Quem, nos finais do século XIX, percorresse a tripeira freguesia do Bonfim, apercebia-se de um verdadeiro frenesim, proveniente do vai-e-vem dos operários, misturado com o barulho das máquinas a laborar nas fábricas que por lá proliferavam. Não é por acaso que o brasão da freguesia do Bonfim ostenta três chaminés de fábricas, o que significa que, no passado, a indústria era significativa, neste espaço da cidade. Na realidade, esta era a freguesia que contava com um maior número de unidades fabris e de operários, quer no séc. XIX, quer na primeira metade do séc.
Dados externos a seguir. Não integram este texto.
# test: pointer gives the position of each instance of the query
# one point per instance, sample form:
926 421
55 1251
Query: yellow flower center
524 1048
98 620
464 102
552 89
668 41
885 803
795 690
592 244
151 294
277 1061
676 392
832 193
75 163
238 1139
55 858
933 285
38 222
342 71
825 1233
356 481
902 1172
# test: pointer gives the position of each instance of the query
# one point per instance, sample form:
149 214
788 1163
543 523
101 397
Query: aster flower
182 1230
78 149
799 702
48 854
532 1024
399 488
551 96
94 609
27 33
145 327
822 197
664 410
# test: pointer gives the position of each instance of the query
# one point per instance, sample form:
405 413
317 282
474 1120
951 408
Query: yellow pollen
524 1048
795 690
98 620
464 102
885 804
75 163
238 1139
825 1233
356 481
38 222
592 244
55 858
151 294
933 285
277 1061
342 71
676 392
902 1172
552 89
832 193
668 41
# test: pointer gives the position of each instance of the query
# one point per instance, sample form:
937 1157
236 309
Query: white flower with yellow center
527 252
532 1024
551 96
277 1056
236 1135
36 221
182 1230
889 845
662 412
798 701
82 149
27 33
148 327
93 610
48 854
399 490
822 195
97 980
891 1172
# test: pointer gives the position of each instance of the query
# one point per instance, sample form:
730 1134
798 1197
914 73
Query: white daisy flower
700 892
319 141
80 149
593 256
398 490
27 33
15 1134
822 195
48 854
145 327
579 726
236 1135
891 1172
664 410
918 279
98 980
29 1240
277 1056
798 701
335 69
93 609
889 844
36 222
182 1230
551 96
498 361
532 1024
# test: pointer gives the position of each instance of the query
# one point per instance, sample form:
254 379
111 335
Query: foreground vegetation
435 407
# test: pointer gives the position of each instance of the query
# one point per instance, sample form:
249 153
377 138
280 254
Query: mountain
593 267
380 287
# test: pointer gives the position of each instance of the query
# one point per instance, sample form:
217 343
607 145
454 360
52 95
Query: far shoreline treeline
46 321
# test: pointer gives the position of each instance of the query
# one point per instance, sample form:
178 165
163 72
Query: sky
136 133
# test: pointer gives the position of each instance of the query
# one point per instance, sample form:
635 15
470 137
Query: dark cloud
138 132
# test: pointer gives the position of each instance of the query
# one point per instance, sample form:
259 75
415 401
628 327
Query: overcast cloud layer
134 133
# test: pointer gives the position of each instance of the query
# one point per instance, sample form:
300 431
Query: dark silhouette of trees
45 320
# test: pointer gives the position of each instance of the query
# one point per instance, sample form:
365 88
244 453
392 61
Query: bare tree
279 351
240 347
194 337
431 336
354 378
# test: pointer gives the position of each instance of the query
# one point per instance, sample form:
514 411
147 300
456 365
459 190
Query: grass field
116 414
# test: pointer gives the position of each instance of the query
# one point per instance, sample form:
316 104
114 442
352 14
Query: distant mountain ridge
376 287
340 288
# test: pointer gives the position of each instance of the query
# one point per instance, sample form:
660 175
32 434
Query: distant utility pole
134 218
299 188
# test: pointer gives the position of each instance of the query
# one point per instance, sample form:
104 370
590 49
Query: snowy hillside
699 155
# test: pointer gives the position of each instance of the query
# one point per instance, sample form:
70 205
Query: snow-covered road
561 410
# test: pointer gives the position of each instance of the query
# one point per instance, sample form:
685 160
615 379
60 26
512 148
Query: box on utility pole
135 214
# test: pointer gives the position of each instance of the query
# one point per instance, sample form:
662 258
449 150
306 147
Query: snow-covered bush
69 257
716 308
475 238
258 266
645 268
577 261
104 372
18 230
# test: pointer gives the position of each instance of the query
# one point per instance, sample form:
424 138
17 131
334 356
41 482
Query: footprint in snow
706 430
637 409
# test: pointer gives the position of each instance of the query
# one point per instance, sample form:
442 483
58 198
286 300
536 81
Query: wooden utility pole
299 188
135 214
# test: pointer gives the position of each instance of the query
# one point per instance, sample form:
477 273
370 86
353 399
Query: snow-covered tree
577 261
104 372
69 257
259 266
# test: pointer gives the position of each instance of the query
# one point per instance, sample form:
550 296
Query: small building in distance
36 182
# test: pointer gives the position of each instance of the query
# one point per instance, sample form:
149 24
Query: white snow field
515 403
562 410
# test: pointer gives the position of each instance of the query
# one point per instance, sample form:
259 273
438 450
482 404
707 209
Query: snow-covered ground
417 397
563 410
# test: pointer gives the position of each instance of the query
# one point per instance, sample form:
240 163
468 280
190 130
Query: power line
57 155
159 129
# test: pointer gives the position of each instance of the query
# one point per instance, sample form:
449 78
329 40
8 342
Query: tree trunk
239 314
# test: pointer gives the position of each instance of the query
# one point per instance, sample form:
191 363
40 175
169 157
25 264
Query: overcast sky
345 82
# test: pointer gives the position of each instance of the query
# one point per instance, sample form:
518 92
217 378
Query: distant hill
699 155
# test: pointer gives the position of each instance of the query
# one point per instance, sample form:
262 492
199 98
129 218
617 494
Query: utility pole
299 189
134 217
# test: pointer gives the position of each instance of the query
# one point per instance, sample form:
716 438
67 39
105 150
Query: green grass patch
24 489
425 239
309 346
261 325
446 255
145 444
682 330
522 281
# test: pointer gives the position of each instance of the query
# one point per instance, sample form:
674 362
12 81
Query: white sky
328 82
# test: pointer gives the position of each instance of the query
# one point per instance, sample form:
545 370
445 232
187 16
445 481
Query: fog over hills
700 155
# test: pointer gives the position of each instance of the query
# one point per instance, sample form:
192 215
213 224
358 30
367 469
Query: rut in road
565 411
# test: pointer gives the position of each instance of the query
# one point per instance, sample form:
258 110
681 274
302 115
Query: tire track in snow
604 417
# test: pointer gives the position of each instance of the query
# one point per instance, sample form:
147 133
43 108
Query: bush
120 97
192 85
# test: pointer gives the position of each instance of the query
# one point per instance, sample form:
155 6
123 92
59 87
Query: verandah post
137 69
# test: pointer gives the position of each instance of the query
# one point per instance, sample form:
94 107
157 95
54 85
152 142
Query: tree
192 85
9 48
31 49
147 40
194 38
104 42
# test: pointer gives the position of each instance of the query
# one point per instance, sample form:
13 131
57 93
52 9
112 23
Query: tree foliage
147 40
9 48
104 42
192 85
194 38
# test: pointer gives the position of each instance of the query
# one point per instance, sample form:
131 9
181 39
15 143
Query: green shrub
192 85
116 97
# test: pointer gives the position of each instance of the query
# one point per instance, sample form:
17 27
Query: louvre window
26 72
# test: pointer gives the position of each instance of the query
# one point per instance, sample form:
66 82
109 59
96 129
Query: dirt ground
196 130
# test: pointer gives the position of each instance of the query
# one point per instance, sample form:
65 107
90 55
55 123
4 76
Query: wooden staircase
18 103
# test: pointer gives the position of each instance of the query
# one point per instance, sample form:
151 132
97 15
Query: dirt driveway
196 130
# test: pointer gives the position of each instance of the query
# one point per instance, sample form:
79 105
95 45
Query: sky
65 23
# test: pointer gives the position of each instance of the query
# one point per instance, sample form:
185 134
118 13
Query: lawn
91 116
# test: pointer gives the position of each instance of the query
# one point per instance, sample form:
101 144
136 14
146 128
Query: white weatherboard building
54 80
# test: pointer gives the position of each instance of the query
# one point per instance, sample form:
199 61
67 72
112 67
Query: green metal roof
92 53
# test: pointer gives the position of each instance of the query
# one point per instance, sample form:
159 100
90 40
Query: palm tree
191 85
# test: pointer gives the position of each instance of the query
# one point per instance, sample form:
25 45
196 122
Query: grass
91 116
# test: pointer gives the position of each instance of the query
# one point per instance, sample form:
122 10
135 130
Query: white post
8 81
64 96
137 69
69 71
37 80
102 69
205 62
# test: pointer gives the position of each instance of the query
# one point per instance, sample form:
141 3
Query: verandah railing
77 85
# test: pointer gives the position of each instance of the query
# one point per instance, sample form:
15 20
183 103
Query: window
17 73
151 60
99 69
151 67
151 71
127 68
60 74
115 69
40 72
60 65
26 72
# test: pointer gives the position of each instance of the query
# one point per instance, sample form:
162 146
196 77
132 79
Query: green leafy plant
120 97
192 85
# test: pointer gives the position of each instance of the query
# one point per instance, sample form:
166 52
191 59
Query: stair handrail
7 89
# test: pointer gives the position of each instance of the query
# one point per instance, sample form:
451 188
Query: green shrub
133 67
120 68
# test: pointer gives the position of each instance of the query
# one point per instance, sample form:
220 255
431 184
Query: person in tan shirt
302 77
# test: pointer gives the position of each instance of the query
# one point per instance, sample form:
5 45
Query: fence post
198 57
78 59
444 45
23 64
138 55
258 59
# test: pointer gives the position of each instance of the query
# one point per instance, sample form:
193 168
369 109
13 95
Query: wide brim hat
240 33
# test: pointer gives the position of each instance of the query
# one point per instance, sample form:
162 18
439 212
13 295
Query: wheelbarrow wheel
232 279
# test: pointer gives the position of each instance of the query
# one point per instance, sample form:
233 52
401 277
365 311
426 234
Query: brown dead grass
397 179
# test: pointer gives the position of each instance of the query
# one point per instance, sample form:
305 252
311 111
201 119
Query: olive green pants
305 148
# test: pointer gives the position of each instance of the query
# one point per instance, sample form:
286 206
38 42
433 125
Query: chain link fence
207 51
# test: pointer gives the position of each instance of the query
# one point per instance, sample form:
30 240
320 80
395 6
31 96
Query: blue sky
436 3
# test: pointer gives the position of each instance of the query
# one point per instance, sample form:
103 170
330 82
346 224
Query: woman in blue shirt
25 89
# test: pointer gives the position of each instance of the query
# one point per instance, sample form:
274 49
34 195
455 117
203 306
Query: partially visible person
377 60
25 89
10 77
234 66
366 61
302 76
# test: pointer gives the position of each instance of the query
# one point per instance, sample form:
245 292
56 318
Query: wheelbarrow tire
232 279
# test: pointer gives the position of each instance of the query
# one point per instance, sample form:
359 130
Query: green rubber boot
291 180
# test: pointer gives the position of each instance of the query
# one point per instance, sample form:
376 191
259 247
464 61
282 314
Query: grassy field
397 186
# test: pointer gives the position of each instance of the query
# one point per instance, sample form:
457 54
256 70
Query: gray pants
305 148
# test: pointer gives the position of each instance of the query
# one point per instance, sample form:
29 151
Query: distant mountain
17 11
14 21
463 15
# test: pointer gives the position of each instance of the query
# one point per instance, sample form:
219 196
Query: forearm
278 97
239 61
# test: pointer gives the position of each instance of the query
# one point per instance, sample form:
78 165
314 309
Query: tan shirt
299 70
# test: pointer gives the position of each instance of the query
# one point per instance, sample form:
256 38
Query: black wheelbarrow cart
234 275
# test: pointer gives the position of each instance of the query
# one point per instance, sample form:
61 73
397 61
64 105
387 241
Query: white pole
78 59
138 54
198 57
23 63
XX. Foram outros tempos…

Uma das pessoas que muito contribuiu para este pulsar da zona oriental do Porto foi, por certo, o bonfinense Manuel Pinto de Azevedo, aí nascido, no Campo 24 de Agosto, em 27 de Abril de 1874. Era filho de António Pinto d’Azevedo, natural de St.ª Maria de Gôve, Baião, e de Emília Pereira da Silva, governante de sua casa, sendo esta, natural de St.º Ildefonso, no Porto.

Manuel Pinto de Azevedo frequentou a antiga Escola Técnica de Faria Guimarães, no Porto, onde se matriculou, em 1891 e iniciou a sua actividade profissional, em 1894, como operário da indústria têxtil, na Fábrica do Bonfim, nº 326, empresa que ali estava instalada, desde 1882. De operário depressa se tornou proprietário da mesma fábrica, em 1901, quando tinha apenas 27 anos, ascendendo ao cargo de Director da Fábrica onde trabalhava.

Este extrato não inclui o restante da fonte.